Chronique « The long and winding road »,
Scénario de Christopher, dessin de Pellejero,
Public conseillé : Adultes et ado,
Style : Roman graphique intime,
Paru aux éditions Kennes, le du 5 octobre 2016, 180 pages couleurs, 29 euros,
Share
L’Histoire
Montpellier. Ulysse, cinquantenaire bedonnant vient assister à l’enterrement de son père, Lucien. Accompagné de sa tante Jeanne, il arrive devant l’église, noire de monde à son grand étonnement. Après l’homélie, Ulysse se dirige vers le pupitre et lit les dernières volontés de son paternel, devant un parterre pétrifié.
Au lieu de rejoindre le caveau familial, il veut être incinéré et que ses cendres soient jetées à l’île de Wight…
Dans la maison où vivait Lucien, Ulysse reçoit un paquet inattendu, rempli de cartes, de vieilles cassettes de musique et d’une longue lettre. Son père lui demande de suivre à la lettre le programme qu’il a écrit, une sorte de pèlerinage vers le concert mythique de 1970. Pour couronner le tout, Ulysse doit le faire à bord du combi Volkswagen de l’époque, surnommé “Le commodore”…
Embarquant l’urne funéraire, voilà que commence une fameuse odyssée…
Ce que j’en pense
Quel sacré album ! Christopher (scénario) et Ruben Pellejro (au dessin) nous entraînent sur la route du souvenir. Au volant d’un combi Volkswagen typé seventies (ou flower power comme vous voudrez), Ulysse, quadra peu enclin à l’aventure, va suivre pas à pas l’année 70 de son père, accompagné des trois inséparables amis musicos de l’époque.
Alain (orgue et piano) Jacques (batterie) et William (basse), trois papys bien décalés mais encore vivants (peut-être plus même qu’Ulysse) vont accompagner le jeunot, dans sa quête…
L’idée est simple, sobre, évidente presque, mais ce n’est pas l’originalité du propos qui m’a séduit dans cet album fleuve. Au long des 180 pages, les auteurs jouent sur la relation fils-père avec un sens de la narration touchant (tout le temps), drôle (souvent) et émouvant.

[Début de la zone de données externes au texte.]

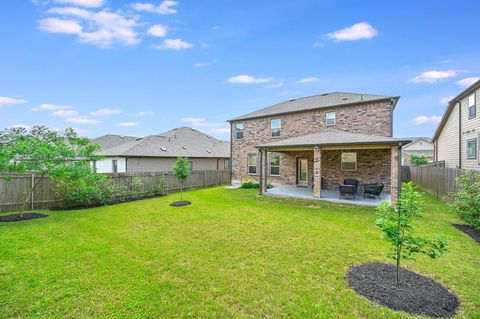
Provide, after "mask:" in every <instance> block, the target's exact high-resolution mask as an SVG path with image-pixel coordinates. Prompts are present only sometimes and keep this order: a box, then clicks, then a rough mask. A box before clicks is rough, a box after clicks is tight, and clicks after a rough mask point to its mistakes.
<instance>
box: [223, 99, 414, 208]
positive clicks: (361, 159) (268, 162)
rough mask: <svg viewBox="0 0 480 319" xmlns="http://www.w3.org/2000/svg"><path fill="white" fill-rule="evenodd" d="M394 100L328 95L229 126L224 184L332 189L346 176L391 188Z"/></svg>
mask: <svg viewBox="0 0 480 319" xmlns="http://www.w3.org/2000/svg"><path fill="white" fill-rule="evenodd" d="M398 99H399V97H389V96H381V95H371V94H356V93H342V92H333V93H325V94H321V95H315V96H310V97H304V98H299V99H294V100H289V101H285V102H282V103H279V104H275V105H273V106H270V107H267V108H263V109H260V110H258V111H255V112H252V113H248V114H245V115H242V116H239V117H236V118H234V119H232V120H230V121H229V122H230V124H231V142H232V143H231V148H232V150H231V161H232V166H231V169H232V182H238V181H242V180H252V179H253V180H258V181H260V184H261V187H260V188H261V190H260V191H261V193H262V194H263V193H265V192H266V191H267V188H266V185H267V183H273V184H280V185H295V186H299V187H308V188H312V189H313V195H314V197H316V198H321V197H322V188H323V189H330V190H331V189H333V190H335V189H338V185H340V184H342V183H343V180H344V179H346V178H355V179H357V180H359V181H360V191H361V188H362V185H363V184H367V183H377V182H381V183H383V184H384V185H385V190H386V192H388V193H390V194H391V198H392V200H395V199H396V198H397V196H398V190H399V178H398V177H399V169H400V158H399V152H400V148H401V147H402V145H403V144H405V143H408V142H409V141H405V140H401V139H395V138H392V133H393V126H392V124H393V111H394V109H395V106H396V104H397V102H398Z"/></svg>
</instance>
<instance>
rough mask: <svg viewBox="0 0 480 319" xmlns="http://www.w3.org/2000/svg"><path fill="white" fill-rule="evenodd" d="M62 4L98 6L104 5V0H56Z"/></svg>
mask: <svg viewBox="0 0 480 319" xmlns="http://www.w3.org/2000/svg"><path fill="white" fill-rule="evenodd" d="M55 2H58V3H61V4H71V5H74V6H79V7H89V8H98V7H101V6H103V5H104V2H105V1H104V0H56V1H55Z"/></svg>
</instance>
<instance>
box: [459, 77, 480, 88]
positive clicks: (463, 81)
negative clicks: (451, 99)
mask: <svg viewBox="0 0 480 319" xmlns="http://www.w3.org/2000/svg"><path fill="white" fill-rule="evenodd" d="M478 80H480V77H477V76H472V77H469V78H465V79H462V80H460V81H457V85H458V86H462V87H469V86H471V85H473V83H475V82H477V81H478Z"/></svg>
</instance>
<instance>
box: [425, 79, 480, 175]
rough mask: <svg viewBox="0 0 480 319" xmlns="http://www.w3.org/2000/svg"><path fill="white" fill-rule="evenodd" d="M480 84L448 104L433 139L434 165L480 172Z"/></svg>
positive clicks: (456, 96)
mask: <svg viewBox="0 0 480 319" xmlns="http://www.w3.org/2000/svg"><path fill="white" fill-rule="evenodd" d="M479 104H480V80H479V81H477V82H476V83H474V84H473V85H472V86H470V87H469V88H467V89H466V90H465V91H463V92H462V93H460V94H459V95H457V96H456V97H455V98H453V100H451V101H450V102H449V103H448V107H447V110H446V111H445V114H444V115H443V117H442V120H441V122H440V124H439V126H438V128H437V131H436V132H435V135H434V136H433V143H434V145H435V151H434V154H435V161H445V166H446V167H457V168H463V169H475V170H479V169H480V110H478V105H479Z"/></svg>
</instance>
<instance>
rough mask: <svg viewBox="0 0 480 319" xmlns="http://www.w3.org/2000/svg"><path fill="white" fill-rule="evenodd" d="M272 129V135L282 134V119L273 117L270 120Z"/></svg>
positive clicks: (275, 136)
mask: <svg viewBox="0 0 480 319" xmlns="http://www.w3.org/2000/svg"><path fill="white" fill-rule="evenodd" d="M270 130H271V135H272V137H278V136H280V135H281V134H282V120H281V119H273V120H271V121H270Z"/></svg>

Sur l’idée que père et fils ne se connaissent pas vraiment (surtout dans le sens fils > père), Christopher compose un road-movie (une fuite en avant) très seventies. Se passant dans notre présent, c’est bien une odyssée qu’Ulysse va vivre en refaisant pas à pas la route qu’a emprunté son père 45 ans auparavant.
Découverte de sa jeunesse, de ses aspirations (le rock, la liberté, et même un amour inconnu), Ulysse apprend peu à peu à découvrir l’homme et se rapproche de ce père aux désirs de vie si intense.
J’ai été touché par ce bel album tout simple, qui parle d’amour et de relations père-fils. Un peu à la manière du film de Burton “A big Fish”, mais à la sauce “Sur la route” (de Kerouac), Christopher et Pellejero m’ont embarqué dans un road trip beau et sensible, sans pathos ni jugement.
Au dessin, Pellejero m’a surpris. Peut-être que vous connaissez ce grand monsieur grâce au dernier Corto Maltese, dont on lui a confié le dessin ? J’espère que vous connaissez ses album doux et forts précédents comme Loup de pluie, L’écorché ou Le tour de valse.
Aidé à l’encrage par Tony Benages Gallard, son trait se fait plus simple. Classique, avec un sens du rythme et de la lisibilité toujours optimales, ce n’est pas un “grand dessin” mais un dessin élégant… juste ce qu’il faut.
La couleur, de Ruben et de Xavi René, est traitée en camaïeux (ocres, rouges). Elle laisse exprimer les sentiments et ne cherche pas à ramener au réalisme coûte que coûte. Quelques rares planches sont traitées en couleurs violentes et saturées. Bon, vous l’aurez compris, ce sont les passages vécus sous acide ou stupéfiant…
Musique, vous avez dit musique ?
Comment pourrait-il en être autrement ? The Long and Winding Road est autant un album intimiste, qu’un cri d’amour à la musique des années 70, libertaire, révoltée, revendicative ou juste folle de liberté et d’amour et de désirs, chaque chapitre est accompagné de sa musique.
Les éditions Keynes n’ont pas pu éditer un CD, mais tout est fait pour que vous vous preniez en main et alliez vous-même mettre la BO qui va bien.